When Native Americans Controlled the Northeast Coast
A depiction of Algonquin-speaking natives vying with the Dutch and English over Colonial Era waters from the book cover of Fossieck Lecturer Andrew Lipman's The Saltwater Frontier: Indians and the Contest for the American Coast. |
ALBANY, N.Y. (February 14, 2017) — When the English and Dutch empires both tried to claim the same patch of coast between the Hudson River and Cape Cod during the 17th and early 18th centuries, the sea itself became an arena of contact and conflict. But there was an unexpected third player in that conflict.
Little known, until author Andrew Lipman went through a wide range of English, Dutch and archeological sources, Algonquian-speaking natives were not land-bound observers, but active sea adventurers in a struggle that marked the emergence of the Atlantic World.
Fossieck lecturer Andrew Lipman. |
Lipman, an assistant professor of history at Barnard College whose 2015 book The Saltwater Frontier: Indians and the Contest for the American Coast was awarded the Bancroft Prize in American History, will tell of the unique conflict among New Netherland, New England and the Native American when he delivers give the 2017 Janice D. and Theodore H. Fossieck Lecture at 1:45 p.m. Wednesday in the Standish Room of the Science Library.
“Andrew Lipman’s The Saltwater Frontier reorients some of the most enduring narratives of early American settlement," said Christopher L. Pastore, assistant professor in the Department of History, which sponsors the annual Fossieck Lecture.
"By challenging land-bound Eurocentric narratives of colonization, Lipman shows that Native Americans played integral roles in shaping southern New Netherland, New England, and the broader Atlantic world. His book will fundamentally change the way the colonial history of the Northeast will be taught.”
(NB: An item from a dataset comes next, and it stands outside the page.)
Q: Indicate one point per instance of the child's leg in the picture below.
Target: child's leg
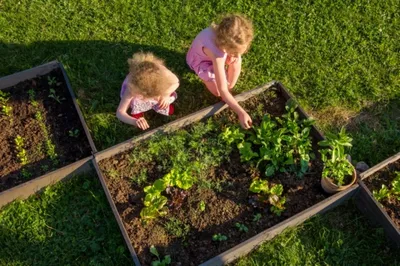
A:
(233, 72)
The lecture was established by an endowment from Theodore Fossieck (1914-96), who served as principal of the University’s experimental high school, the Milne School, from 1948-72. He sought to provide an annual forum along with library materials to enhance the field of American Colonial history, of which he had an intense interest. An indexer of Revolutionary War manuscripts for the New York State Archives collection, he was also a member of several local historical associations.
Fossieck no doubt would have been fascinated by the findings of Lipman, whose research uncovered the degree to which the Native Americans of the time were accomplished navigators, boatbuilders, fishermen, pirates and merchants, and how their participation in the battle for seawater lanes and helped shape imperial rivalries.
Lipman’s work, which was also a finalist for the New England Society Book Award and received honorable mention for the PROSE Award in U.S. History, also is attentive to the human dimensions of environmental change that occurred during the period covered.